I'm far enough along in my UC Berkeley Comp Sci refresher podcasts -- 61A (Structure and Interpretation of Computer Programs), 61B (Data Structures), and most of 162 (Operating Systems) -- that it feels like time to make some blog posts about computer science in general.
After all, one of the perennial topics for argum^H^H^H^H^H discussion is whether it's better to hire a Comp Sci major, a naturally talented coder, or someone with a lot of vocational training and experience. What anyway are the goals of a Comp Sci degree?
IBM has a multidimensional measure of software quality and/or customer satisfaction called CUPRIMD [that link is a PDF file]. Standing for Capability, Usability, Performance, Reliability, Installability, Maintainability, and Documentation. Never one to leave well enough alone, IBM later extended this acronym to CUPRIMDSO by adding measurements for Support and Overall. I contend that the goal of computer science is really all about the CPR in that acronym: capability, performance, and reliability.
For example, CS 61A focuses on capability (how do you write a program to accomplish X?) and reliability (what practices are needed to ensure the answer is right and cover all the possible inputs?). CS 61B focuses on capability (how do you sort, find the highest/lowest value, or transform a data structure?) and performance (is it faster to sort this way or that, what are the best and worst cases to do such-and-such a transformation on this type of data structure?). And CS 162 focuses on reliability (how do we keep a process from writing over another's memory, how do we avoid deadlock?) and performance (how do we keep address translation, resource tracking, et al from grinding the system to a halt?).
I know that all the while, students are exhorted about documentation ("write good comments", "learn Javadoc notation"), and later on, depending on the institution, there might be optional branches off into specialties for technical writing and usability. But those are a bit squishy for the core Comp Sci goals. The best technical writers put their deep knowledge aside to write things that are mostly correct and comprehensive, in words that an eight-grader can understand. The questions "is Ruby on Rails usable?" and "is this ATM touchscreen usable?" lead off in very different directions.
The goal of teaching someone who can make the most reliable, fastest, and fullest-featured program or system runs into some conundrums in the real world.
Today, if you want to enable your company to do something it couldn't do before, you might do a "View Source" on a web page to see how to do a certain effect in CSS, or adopt a new language or code library that solves your toughest problem in one line of code. So capability is not really such a distinguishing factor between people with higher education, natural skill, or on-the-job training.
That leaves us with performance and reliability. That's where the real paradoxes come in.
You might call in someone with a CS degree, who turns an O(N**3) solution into O(N log N) and so saves untold hours of waiting. Or they might reduce memory requirements so that the underpowered machine devoted to an application suddenly runs like a champ. Or they might network together several servers to turn formerly idle time into productive work.
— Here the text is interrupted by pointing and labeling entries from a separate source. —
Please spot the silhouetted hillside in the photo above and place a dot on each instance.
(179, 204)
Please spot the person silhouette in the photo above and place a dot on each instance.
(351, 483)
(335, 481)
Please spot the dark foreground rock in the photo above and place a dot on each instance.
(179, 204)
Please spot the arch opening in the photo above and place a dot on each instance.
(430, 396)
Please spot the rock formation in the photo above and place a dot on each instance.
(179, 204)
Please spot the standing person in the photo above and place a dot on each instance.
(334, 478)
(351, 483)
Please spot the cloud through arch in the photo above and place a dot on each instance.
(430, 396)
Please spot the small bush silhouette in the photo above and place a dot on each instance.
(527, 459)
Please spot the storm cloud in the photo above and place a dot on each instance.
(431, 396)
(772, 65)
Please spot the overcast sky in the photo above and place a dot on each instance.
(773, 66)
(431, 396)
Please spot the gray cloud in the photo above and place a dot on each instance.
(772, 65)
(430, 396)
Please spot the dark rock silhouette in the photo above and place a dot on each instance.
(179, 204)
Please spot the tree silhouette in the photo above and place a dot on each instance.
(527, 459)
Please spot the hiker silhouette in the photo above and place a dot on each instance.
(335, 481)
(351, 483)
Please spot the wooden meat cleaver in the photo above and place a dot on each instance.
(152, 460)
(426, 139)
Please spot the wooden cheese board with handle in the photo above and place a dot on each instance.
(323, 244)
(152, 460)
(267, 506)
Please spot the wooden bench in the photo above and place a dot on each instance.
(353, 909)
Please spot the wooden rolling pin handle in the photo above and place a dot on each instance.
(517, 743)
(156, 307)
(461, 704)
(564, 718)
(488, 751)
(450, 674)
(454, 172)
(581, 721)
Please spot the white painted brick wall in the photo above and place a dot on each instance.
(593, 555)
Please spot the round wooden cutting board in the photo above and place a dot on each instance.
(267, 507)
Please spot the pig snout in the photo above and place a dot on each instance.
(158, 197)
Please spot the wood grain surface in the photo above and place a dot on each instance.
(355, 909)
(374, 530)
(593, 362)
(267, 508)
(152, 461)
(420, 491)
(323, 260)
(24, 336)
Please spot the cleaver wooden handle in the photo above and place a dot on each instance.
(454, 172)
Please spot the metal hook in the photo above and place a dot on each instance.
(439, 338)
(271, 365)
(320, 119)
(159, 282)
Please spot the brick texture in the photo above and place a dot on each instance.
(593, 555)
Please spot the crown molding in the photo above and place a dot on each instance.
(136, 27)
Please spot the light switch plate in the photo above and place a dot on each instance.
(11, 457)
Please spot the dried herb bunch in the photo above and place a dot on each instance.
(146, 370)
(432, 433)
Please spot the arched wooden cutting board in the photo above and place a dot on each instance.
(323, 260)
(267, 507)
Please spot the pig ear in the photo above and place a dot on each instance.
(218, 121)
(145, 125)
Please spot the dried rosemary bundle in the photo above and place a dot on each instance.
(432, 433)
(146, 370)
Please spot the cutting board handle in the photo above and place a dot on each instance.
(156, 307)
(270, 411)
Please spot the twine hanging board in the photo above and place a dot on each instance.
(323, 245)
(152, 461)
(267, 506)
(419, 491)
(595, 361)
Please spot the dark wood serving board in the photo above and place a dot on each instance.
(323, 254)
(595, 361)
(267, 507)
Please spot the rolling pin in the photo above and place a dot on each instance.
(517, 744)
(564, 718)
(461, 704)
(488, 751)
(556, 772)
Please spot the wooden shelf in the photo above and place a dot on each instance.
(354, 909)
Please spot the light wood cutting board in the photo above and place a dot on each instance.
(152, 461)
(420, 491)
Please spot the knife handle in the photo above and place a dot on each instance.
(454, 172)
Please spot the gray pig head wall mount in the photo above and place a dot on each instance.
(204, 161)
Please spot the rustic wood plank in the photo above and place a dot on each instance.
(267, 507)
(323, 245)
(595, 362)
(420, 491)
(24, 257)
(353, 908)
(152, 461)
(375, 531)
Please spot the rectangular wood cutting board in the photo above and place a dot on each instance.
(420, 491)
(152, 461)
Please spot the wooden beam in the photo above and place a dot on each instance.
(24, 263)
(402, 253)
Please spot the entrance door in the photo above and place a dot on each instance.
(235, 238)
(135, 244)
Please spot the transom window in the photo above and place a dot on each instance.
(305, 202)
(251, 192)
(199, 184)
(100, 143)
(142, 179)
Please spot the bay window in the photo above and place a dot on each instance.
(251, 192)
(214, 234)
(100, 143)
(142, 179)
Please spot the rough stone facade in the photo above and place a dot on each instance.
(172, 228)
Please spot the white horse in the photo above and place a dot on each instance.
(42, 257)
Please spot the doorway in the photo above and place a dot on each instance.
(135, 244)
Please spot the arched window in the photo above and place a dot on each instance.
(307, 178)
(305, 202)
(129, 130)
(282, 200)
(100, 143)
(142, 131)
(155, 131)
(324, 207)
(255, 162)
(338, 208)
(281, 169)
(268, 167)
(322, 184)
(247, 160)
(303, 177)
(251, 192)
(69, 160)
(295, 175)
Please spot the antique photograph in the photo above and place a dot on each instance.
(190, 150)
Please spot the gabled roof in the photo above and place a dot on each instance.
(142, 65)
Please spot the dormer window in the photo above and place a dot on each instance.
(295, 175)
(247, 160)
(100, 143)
On the other hand, if you have something that works most of the time but occasionally gives a wrong answer or hangs, the Comp Sci solution may add quite a lot of complexity and overhead to make things 100% reliable. UCB's operating systems course really puts that into perspective, taking me down memory lane from the Commodore 64 days of gleefully smashing the stack, to Motorola 68000 and the Amiga 1000 where there was no paging or swapping and we dreamed of the 68020 with MMU, to the world of today with robust multitasking and memory management all accelerated by hardware. Not a day goes by that I don't say to myself, things were a lot faster in the '80s. :-)
I see echoes of these CS goals in the "tough tech interview"-style word problems that people post from time to time. (C'mon, admit it, you've looked at them.) Hey, this one is really recursive unwinding, that one's a merge sort, I'll bet the clock algorithm would work here, and so on. For the most part, all drawn from those early fundamental CS courses. As an employer, you want your recent grads to really have internalized those lessons, rather than deciding that this theory stuff isn't important in the real world. And you want your industry hires to not have completely forgotten the basics after years of dealing with COTS ("commercial off-the-shelf") software and office politics.